In a guest blog post at NVIDIA's site, EFILM's vice president Joachim Zell wrote, "Every day after shooting Skyfall, director of photography Roger Deakins would view the day’s work -- with full-stereo sound -- on a big screen my company, EFILM, had set up in London. It immediately gave us insurance that everything was right."
The instant preview was made possible by On-set Dailies (OSD) software from Colorfront, which uses CUDA to render footage on GPUs. Previously, Zell had to rely on colleagues manning a room full of workstations to do most of the heavy lifting.

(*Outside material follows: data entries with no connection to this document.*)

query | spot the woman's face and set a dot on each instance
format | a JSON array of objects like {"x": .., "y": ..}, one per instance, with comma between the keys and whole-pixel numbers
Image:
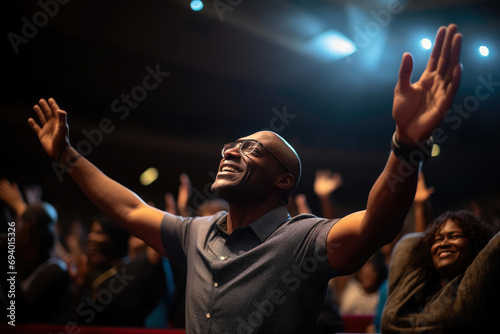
[{"x": 450, "y": 251}]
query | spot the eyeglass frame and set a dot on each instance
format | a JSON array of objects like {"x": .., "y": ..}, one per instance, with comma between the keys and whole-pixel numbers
[{"x": 238, "y": 144}]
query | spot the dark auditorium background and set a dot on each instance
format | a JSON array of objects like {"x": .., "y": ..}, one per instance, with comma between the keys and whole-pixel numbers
[{"x": 234, "y": 68}]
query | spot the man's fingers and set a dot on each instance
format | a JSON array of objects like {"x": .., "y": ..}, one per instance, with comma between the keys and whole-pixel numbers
[
  {"x": 39, "y": 113},
  {"x": 444, "y": 58},
  {"x": 405, "y": 72},
  {"x": 454, "y": 55},
  {"x": 62, "y": 116},
  {"x": 53, "y": 104},
  {"x": 47, "y": 110},
  {"x": 36, "y": 128},
  {"x": 436, "y": 49},
  {"x": 452, "y": 87}
]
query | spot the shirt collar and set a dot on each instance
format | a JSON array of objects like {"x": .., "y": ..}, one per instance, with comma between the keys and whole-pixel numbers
[{"x": 264, "y": 226}]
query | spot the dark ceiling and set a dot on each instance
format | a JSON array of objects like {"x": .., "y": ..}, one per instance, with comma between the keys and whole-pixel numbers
[{"x": 234, "y": 68}]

"Now OSD allows me to put an HP z820 workstation or a MacBook Pro into a flight case and I can follow a production around the world, reducing the cycle time between shooting and reviewing," said Zell. He called the current mode of editing "a post-production facility in a box."
Parallel processing power of GPUs play a critical role in running compute-intense simulation and rendering software that supports CUDA. Though originally conceived as graphics-boosting devices, GPUs have migrated to the general-purpose computing realm.
Skyfall opens tomorrow in U.S. theaters.